- Akuluto Location of Akuluto in North-East India
- Coordinates: 26°00′33″N 94°31′26″E﻿ / ﻿26.0092901°N 94.5237637°E
- Country: India
- State: Nagaland
- District: Zünheboto District
- Established: 1972

Government
- • Type: Town

Area
- • Total: 12 km^{2} (4.6 sq mi)
- • Rank: 44th in Nagaland
- Elevation: 1,252 m (4,108 ft)

Population (2011)
- • Total: 11,567
- • Rank: 40th in Nagaland & 651 in India
- • Density: 79/km^{2} (200/sq mi)

Languages
- • Official: English
- Time zone: UTC+5:30 (IST)
- Postal code: 798619
- Vehicle registration: NL-06
- Website: http://zunheboto.nic.in

= Akuluto =

Akuluto is a town and Subdivision in the Zünheboto District of Nagaland, India. There are a total of 10 villages under Akuluto Subdivision. According to 2011 census of India, there are a total of 6,612 people living in this Subdivision, of which 3,408 are male and 3,204 are female.

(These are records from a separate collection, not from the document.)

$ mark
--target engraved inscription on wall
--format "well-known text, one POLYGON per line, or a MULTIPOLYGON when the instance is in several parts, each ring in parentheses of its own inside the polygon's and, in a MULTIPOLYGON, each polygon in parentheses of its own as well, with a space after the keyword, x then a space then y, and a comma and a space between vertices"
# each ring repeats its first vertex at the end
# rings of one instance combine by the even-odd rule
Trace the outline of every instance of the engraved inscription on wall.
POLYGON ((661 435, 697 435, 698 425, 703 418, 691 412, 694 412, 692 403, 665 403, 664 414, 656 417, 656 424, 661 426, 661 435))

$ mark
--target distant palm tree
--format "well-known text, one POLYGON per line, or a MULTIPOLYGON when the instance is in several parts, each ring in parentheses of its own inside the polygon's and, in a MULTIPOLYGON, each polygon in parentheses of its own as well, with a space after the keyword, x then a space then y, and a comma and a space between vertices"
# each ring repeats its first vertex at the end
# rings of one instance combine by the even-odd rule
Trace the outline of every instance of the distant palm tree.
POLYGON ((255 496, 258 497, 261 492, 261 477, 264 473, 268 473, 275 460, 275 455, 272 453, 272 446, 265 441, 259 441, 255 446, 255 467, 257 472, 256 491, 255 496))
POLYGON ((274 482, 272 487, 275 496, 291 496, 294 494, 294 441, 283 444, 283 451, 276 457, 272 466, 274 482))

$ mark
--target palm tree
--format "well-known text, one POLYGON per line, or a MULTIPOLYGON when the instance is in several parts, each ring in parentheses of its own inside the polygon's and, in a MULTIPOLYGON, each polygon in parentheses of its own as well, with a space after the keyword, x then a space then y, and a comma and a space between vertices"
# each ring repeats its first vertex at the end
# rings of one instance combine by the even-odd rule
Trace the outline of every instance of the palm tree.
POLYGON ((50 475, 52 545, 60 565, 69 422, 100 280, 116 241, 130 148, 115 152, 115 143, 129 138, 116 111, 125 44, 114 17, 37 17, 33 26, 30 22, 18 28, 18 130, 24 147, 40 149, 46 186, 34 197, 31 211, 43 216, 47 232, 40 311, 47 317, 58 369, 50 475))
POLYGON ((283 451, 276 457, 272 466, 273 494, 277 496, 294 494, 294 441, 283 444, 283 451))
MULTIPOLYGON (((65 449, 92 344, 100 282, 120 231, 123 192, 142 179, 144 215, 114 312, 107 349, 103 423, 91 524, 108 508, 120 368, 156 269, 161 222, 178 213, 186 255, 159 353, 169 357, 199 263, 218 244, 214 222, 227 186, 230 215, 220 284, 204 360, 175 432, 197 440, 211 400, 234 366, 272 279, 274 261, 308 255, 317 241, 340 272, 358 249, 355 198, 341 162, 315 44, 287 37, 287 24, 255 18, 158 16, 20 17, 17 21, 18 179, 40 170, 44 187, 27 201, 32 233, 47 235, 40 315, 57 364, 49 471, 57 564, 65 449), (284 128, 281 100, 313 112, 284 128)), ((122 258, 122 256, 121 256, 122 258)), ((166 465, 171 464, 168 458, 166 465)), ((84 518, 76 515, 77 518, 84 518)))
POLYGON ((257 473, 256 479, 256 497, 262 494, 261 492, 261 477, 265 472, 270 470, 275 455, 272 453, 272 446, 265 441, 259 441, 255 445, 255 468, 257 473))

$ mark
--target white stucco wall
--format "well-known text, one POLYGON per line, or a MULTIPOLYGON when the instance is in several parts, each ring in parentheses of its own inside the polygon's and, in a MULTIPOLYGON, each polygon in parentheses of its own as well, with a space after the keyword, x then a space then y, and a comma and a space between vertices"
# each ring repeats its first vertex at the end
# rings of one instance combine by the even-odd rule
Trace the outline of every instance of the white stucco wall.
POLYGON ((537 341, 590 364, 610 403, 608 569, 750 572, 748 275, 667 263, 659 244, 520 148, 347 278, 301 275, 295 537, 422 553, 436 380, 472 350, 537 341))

As per the 2021 Aadhaar estimates, the subdivision has a population 8,199.

== Villages under Akuluto Subdivision ==
Akuluto Subdivision has a total of 10 villages.

1. Sumi Settsu
2. Zaphumi
3. Lumami
4. Alaphumi
5. Lumthsami
6. Akuluto
7. Sutemi
8. Shichimi
9. Lotisami (New)
10. Lotisami (Old)

== Climate ==
Average climatic Temperature in Akuluto is 25.7°C.

== Demographics ==
As of 2011 India census, Akuluto had a population of 11,567. Males constitute 51% of the population and females 49%. Akuluto has an average literacy rate of 81%, higher than the national average of 76%: male literacy is 81%, and female literacy is 77%.